Son regard s'adoucit.

« Tu ne peux pas m'abandonner », dit-elle en inspirant brusquement. « J'ai besoin de toi, Emerald. »

C'était ma mère ; elle pouvait être aussi froide que l'Arctique tout comme elle pouvait offrir la chaleur d'un foyer.

« Si tu ne veux pas que je parte, alors tu connais mes conditions. » Ma voix se fit froide, dissimulant le désespoir qui tourbillonnait dans mon cœur.

Instantanément, son visage se durcit et elle me dévisagea.

« Si tu ne restes pas, je ne paierai pas tes frais d'université », lança-t-elle en me regardant droit dans les yeux.

« Tu n'auras pas à le faire, papa m'a laissé un fonds pour mes études. »

Dès que ces mots quittèrent ma bouche, elle devint blême.

« J-Je l'ai... »

Il était rare de voir ma mère bégayer ; cela n'arrivait que lorsqu'elle avait fait quelque chose d'absurde et irréparable.

L'effroi s'installa en moi.

« Qu'est-ce que tu insinues ? Je suis certaine que papa avait laissé des fonds pour mes études », dis-je d'un ton calme.

Elle déglutit, un air timide traversant son visage.

« Je les ai dépensés. »

« Dépensés en quoi ? » La fureur me gagna, mais au fond, j'étais blessée. « En alcool ? En drogue ? »

Son silence fut la réponse à ma question rhétorique.

Je ne criai pas, je n'accusai pas, je ne prononçai même pas un mot de plus ; à quoi bon ?

D'ici l'après-midi, elle ne se souviendrait même pas d'avoir révélé la vérité sur mon fonds d'études. Et de toute façon, que je sois furieuse ou blessée, le silence avait toujours été mon arme de défense. C'est pourquoi, au lieu d'exploser, je sortis une lettre que j'avais écrite toute la nuit pour ma mère. Je la posai sur la table, sous un pot de fleurs, sans lui adresser un regard. Je savais que son regard suivait chacun de mes mouvements, alors que le trouble l'envahissait.

Je fis volte-face.

« Adieu, je m'en vais. » Aucune émotion ne filtra dans ma voix.

« Non, tu ne peux pas ! » marmonna-t-elle dans son état d'ébriété.

Tu ne peux pas.

J'étais exaspérée d'entendre cette phrase si souvent. Tu ne peux pas faire ceci, tu ne peux pas faire cela, tu ne pourras jamais être indépendante. Toute ma vie, j'avais entendu les mêmes mots, encore et encore ; elle ne m'avait jamais laissé prendre de décisions ni faire de choix. C'était toujours « Je ne peux rien faire ». Mais pas cette fois.

« Tu veux que je reste ? Je resterai. » Je la regardai droit dans les yeux et vis un sourire s'afficher sur ses lèvres en voyant mon courage s'effriter, mais elle se trompait lourdement. « Tu connais mes conditions. Tu dois promettre de ne plus laisser une goutte d'alcool entrer dans cette maison. Arrête l'alcool pour de bon, cette fois. »

C'était la seule condition que je répétais depuis des jours, mais chaque fois, je n'avais reçu qu'un refus.

Elle fixa les éclats de la bouteille brisée.

« Maman, juste une promesse, et je reste, je te le promets », dis-je dans un désespoir profond.

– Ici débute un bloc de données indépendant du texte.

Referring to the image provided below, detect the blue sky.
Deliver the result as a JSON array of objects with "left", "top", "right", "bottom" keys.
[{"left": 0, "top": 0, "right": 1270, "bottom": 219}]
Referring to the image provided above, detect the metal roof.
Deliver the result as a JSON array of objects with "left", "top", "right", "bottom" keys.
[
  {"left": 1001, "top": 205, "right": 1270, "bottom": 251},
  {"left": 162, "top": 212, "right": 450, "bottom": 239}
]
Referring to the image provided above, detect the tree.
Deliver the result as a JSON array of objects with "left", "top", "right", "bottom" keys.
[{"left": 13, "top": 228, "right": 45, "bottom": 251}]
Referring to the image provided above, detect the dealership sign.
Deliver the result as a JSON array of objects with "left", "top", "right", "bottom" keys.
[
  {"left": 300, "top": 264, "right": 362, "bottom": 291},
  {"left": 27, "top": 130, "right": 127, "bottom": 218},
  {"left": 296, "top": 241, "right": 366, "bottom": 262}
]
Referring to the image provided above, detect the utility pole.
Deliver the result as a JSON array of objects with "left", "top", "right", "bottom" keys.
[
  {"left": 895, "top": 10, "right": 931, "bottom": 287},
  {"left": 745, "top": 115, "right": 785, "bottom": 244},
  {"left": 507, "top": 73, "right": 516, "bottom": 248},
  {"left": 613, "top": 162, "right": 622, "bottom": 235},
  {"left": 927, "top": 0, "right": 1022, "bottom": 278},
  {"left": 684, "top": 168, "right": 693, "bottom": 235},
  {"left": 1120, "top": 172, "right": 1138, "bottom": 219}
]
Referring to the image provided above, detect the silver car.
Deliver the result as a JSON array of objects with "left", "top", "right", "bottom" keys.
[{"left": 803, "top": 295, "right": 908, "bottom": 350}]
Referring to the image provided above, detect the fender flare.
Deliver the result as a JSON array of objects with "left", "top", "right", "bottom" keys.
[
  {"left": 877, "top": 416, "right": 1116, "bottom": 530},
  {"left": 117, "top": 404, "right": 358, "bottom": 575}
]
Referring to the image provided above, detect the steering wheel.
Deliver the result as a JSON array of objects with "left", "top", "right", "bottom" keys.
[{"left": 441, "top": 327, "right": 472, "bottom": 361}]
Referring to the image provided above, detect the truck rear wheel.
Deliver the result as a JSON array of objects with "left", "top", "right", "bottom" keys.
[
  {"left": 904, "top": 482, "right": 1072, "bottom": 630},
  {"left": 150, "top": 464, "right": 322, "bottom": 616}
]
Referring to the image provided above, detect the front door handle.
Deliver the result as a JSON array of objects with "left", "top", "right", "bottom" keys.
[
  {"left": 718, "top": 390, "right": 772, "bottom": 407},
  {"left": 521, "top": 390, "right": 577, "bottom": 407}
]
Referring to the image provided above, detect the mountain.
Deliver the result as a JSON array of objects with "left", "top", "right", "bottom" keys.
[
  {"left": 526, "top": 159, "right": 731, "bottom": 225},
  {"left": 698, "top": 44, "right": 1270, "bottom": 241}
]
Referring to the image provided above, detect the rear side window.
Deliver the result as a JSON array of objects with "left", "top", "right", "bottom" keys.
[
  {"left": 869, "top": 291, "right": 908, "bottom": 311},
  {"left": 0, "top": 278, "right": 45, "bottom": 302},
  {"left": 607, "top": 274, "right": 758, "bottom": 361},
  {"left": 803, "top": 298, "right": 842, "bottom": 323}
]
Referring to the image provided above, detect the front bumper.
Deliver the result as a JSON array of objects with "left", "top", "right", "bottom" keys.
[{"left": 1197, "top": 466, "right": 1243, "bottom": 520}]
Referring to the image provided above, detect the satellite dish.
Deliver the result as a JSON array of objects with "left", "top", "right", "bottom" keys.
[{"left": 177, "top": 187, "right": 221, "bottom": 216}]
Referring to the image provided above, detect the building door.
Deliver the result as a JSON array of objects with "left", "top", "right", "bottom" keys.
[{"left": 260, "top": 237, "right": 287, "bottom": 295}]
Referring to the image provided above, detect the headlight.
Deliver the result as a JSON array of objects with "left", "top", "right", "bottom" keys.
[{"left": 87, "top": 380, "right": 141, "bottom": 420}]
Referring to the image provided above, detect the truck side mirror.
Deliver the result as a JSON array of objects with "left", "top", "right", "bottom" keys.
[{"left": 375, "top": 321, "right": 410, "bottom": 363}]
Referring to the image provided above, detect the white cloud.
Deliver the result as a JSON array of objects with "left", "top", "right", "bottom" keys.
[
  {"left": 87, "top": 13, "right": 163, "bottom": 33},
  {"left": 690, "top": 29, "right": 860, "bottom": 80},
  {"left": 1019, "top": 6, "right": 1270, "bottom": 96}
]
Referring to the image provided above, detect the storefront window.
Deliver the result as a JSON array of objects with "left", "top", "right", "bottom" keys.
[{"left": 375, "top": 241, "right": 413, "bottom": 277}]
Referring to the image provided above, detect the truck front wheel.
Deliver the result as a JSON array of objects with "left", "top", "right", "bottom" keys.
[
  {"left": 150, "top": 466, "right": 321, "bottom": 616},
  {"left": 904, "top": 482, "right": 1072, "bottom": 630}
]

C'était vrai, je resterais. Je voulais rester ici. Je n'avais jamais voulu la laisser seule, même si je devais abandonner mes rêves. J'étais prête à tout laisser derrière moi, encore et encore, alors que je n'étais qu'à un pas de ma destination, si seulement elle me promettait de ne plus jamais toucher à l'alcool.

Un seul de ses mots pouvait faire envoler mon cœur ou le briser en mille morceaux.

Après une pause, elle ferma les yeux et soupira.

« Non », chuchota-t-elle en secouant la tête. « Non ! » répéta-t-elle, mais cette fois sur un ton strident qui résonna dans toute la pièce. Je connaissais sa réponse, mais j'avais espéré qu'un miracle puisse changer la réalité. Mais tout comme les cochons ne peuvent pas voler, ma mère ne changera jamais.

À la fin, mon cœur était brisé.

D'une main tremblante, je saisis la poignée de la valise et la regardai avec douceur. « Je t'aime, maman. Pardonne-moi, tu avais raison, je ne peux pas. Je ne peux pas rester ici. »

Sur ce, je m'enfuis de la maison, une larme coulant sur ma joue, pour entamer un nouveau voyage, souhaitant de tout mon être que tout irait bien.

Ce que j'ignorais, c'est que le pire était encore à venir.